The blog post said: “Longer mortgage terms could affect financial stability by pushing debt repayments beyond retirement, where incomes are less certain. They allow borrowers to take on a higher level of debt relative to income and could cause greater debt persistence.”

The surge in ultra-long mortgages comes as affordability has become increasingly stretched for younger generations. Home ownership rates among those in their mid-20s to mid-30s have fallen by 20 percentage points since the turn of the millennium to 39pc.

Meanwhile, soaring rents and living costs have made it more difficult to save for a deposit, with nearly two thirds of first-time buyers in the past five years relying on the “bank of Mum and Dad”.

Ultra-long home loans are most popular among younger borrowers and first-time buyers, with the majority opting for a term of at least 30 years.  As a result, the share of borrowers on such terms has tripled since 2005.

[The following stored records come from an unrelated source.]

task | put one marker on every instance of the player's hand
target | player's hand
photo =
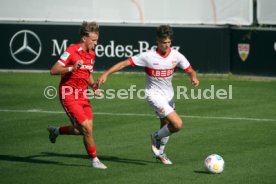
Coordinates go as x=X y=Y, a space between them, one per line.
x=97 y=91
x=78 y=64
x=195 y=82
x=101 y=79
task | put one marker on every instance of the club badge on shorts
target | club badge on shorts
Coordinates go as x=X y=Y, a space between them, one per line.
x=243 y=49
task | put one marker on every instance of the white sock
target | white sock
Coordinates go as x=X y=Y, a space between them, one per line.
x=164 y=141
x=163 y=132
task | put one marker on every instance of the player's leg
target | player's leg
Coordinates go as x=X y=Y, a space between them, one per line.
x=54 y=132
x=164 y=140
x=88 y=137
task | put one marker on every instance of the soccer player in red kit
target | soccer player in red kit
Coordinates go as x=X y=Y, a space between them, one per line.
x=75 y=67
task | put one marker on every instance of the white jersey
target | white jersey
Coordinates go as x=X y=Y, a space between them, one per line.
x=160 y=69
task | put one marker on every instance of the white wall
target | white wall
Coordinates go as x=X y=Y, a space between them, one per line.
x=237 y=12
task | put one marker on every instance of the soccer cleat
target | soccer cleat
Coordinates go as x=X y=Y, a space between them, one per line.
x=52 y=135
x=155 y=144
x=96 y=163
x=164 y=159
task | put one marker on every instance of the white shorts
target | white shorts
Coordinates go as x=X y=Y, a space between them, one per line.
x=162 y=105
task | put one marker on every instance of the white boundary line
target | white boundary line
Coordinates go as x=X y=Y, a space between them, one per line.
x=132 y=114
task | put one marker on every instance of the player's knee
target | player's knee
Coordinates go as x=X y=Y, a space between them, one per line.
x=87 y=128
x=178 y=125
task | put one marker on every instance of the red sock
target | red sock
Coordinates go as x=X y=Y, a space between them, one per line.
x=64 y=130
x=91 y=150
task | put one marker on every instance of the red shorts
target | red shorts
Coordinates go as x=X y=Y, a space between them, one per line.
x=78 y=111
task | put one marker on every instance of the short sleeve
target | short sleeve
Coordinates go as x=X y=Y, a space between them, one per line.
x=183 y=63
x=139 y=59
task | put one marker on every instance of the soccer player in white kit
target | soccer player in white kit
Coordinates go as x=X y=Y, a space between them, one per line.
x=160 y=65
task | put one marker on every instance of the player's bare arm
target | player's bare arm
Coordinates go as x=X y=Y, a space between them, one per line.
x=117 y=67
x=193 y=76
x=59 y=69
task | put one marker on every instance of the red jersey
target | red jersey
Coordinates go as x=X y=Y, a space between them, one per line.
x=77 y=79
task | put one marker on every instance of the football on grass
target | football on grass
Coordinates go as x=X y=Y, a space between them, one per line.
x=214 y=163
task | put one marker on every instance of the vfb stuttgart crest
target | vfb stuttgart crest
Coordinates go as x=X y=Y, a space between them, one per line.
x=243 y=49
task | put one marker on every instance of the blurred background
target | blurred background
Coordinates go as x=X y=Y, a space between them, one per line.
x=216 y=36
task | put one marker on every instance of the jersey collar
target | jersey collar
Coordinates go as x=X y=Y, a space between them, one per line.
x=164 y=56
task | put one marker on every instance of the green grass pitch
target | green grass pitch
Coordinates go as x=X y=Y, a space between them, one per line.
x=242 y=130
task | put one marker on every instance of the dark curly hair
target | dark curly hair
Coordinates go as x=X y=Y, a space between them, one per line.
x=164 y=31
x=88 y=27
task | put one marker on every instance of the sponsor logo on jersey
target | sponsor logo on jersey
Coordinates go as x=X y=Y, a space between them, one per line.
x=173 y=63
x=64 y=56
x=87 y=67
x=243 y=49
x=159 y=73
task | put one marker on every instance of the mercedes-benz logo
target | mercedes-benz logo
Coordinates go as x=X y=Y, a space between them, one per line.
x=25 y=47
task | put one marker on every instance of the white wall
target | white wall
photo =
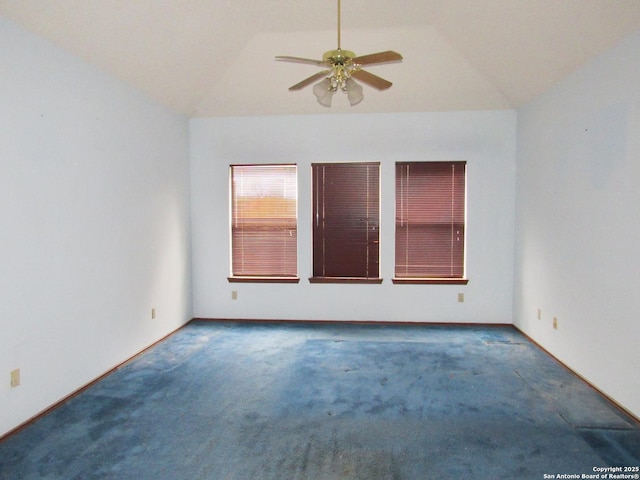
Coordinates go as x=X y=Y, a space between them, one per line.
x=486 y=140
x=578 y=232
x=94 y=204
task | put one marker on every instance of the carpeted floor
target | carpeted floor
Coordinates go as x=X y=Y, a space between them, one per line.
x=238 y=401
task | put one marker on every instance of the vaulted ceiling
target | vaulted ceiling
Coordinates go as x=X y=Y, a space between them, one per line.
x=216 y=57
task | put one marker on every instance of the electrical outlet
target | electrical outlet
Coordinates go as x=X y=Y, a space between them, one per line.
x=15 y=377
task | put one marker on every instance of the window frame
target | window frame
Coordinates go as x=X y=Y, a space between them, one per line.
x=256 y=277
x=433 y=279
x=318 y=201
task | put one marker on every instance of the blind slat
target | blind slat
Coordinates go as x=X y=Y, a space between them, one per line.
x=346 y=211
x=430 y=219
x=264 y=220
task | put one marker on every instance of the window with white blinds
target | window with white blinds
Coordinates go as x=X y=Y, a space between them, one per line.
x=263 y=223
x=430 y=221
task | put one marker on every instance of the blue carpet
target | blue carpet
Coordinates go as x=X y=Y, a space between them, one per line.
x=237 y=401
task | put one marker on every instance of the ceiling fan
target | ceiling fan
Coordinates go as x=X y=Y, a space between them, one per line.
x=341 y=68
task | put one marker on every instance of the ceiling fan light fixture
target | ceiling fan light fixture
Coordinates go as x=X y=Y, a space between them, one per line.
x=324 y=91
x=340 y=65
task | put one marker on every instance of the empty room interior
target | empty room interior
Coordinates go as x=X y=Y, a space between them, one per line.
x=128 y=133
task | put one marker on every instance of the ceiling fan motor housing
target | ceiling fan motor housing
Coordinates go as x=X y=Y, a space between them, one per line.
x=338 y=57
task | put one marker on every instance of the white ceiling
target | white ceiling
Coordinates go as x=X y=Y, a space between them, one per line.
x=216 y=57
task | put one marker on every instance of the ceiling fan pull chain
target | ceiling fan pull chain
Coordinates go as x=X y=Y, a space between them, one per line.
x=338 y=24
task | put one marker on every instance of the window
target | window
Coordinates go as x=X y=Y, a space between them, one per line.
x=430 y=222
x=263 y=223
x=346 y=211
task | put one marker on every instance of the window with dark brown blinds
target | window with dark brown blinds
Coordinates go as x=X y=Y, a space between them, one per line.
x=430 y=220
x=264 y=220
x=346 y=211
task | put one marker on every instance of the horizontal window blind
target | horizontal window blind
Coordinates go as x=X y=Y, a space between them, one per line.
x=346 y=211
x=430 y=219
x=264 y=220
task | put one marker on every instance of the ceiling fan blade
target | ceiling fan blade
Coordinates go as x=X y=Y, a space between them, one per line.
x=308 y=61
x=371 y=79
x=310 y=80
x=380 y=57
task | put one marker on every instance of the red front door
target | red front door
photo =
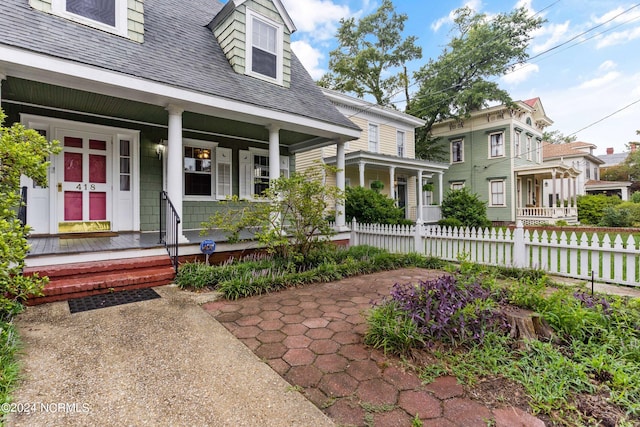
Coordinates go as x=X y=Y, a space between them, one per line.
x=84 y=187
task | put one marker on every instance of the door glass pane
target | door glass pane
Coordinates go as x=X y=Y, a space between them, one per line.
x=95 y=144
x=73 y=206
x=97 y=206
x=97 y=169
x=72 y=167
x=70 y=141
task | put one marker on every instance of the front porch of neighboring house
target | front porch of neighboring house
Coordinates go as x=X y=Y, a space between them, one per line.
x=400 y=177
x=562 y=191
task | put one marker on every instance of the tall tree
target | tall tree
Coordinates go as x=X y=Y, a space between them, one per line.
x=370 y=49
x=460 y=80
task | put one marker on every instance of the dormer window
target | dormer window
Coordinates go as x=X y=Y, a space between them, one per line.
x=264 y=48
x=107 y=15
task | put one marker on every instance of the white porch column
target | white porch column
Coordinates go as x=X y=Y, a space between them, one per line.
x=274 y=152
x=174 y=162
x=420 y=201
x=340 y=183
x=553 y=188
x=392 y=178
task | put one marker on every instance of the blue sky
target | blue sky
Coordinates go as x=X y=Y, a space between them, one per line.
x=580 y=83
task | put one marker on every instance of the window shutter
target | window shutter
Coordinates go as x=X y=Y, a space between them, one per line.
x=223 y=172
x=245 y=174
x=284 y=166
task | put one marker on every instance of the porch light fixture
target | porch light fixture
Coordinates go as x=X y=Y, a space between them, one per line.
x=160 y=148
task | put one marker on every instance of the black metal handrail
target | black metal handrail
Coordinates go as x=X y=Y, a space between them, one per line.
x=22 y=210
x=169 y=227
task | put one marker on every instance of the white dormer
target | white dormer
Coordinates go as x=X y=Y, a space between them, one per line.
x=255 y=36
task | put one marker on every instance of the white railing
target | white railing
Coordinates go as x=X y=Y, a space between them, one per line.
x=614 y=260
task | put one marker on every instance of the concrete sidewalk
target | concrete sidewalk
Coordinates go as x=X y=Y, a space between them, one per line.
x=159 y=362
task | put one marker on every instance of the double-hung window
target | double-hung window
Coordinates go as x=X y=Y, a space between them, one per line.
x=373 y=138
x=207 y=170
x=496 y=142
x=497 y=193
x=264 y=47
x=108 y=15
x=400 y=143
x=457 y=151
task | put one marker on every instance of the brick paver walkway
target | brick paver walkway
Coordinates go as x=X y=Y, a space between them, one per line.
x=312 y=336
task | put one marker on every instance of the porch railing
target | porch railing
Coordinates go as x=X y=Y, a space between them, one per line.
x=169 y=225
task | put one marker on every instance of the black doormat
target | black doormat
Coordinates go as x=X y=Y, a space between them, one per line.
x=109 y=300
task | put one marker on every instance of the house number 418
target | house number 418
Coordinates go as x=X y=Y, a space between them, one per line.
x=89 y=187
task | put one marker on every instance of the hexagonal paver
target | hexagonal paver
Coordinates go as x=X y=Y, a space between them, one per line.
x=377 y=392
x=247 y=332
x=271 y=325
x=330 y=363
x=271 y=315
x=292 y=318
x=270 y=336
x=363 y=370
x=466 y=412
x=314 y=323
x=294 y=329
x=338 y=384
x=297 y=341
x=271 y=351
x=346 y=338
x=354 y=352
x=290 y=309
x=299 y=357
x=420 y=402
x=249 y=320
x=304 y=376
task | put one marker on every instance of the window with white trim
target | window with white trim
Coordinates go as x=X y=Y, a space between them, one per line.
x=264 y=47
x=496 y=142
x=400 y=143
x=457 y=151
x=108 y=15
x=496 y=189
x=373 y=138
x=207 y=170
x=254 y=172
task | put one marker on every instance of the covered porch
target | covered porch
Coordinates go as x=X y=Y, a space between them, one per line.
x=403 y=180
x=558 y=182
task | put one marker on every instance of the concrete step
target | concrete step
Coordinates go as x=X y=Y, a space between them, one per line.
x=98 y=277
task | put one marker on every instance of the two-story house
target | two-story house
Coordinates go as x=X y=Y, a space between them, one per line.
x=497 y=153
x=385 y=153
x=199 y=99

Meanwhile, around 30pc of borrowers with new mortgages had a term of at least 35 years, the Bank staff’s research highlighted. This includes a tenth with terms of 40 years or more, in stark contrast to the average of 25 years.

The Bank’s staff blamed the shift on “rising interest rates, increased costs of living and higher house prices” contributing to less affordable mortgages.

They noted that in the short-term, borrowers’ finances were more secure as their monthly payments were lower – but there could be longer-term consequences for the economy.

However, they warned: “Retirement income is often lower or more uncertain. Continued borrowing into retirement could provide challenges for mortgagors to continue to meet payments.”

The analysts also warned that borrowers were left with fewer options if they found themselves in financial difficulties, as they would not be able to extend the term of their mortgage to lower payments. Borrowers would also take longer to pay back their mortgages, paying far more interest.

However, they said that tight lending criteria likely meant the overall risks to the financial system were limited.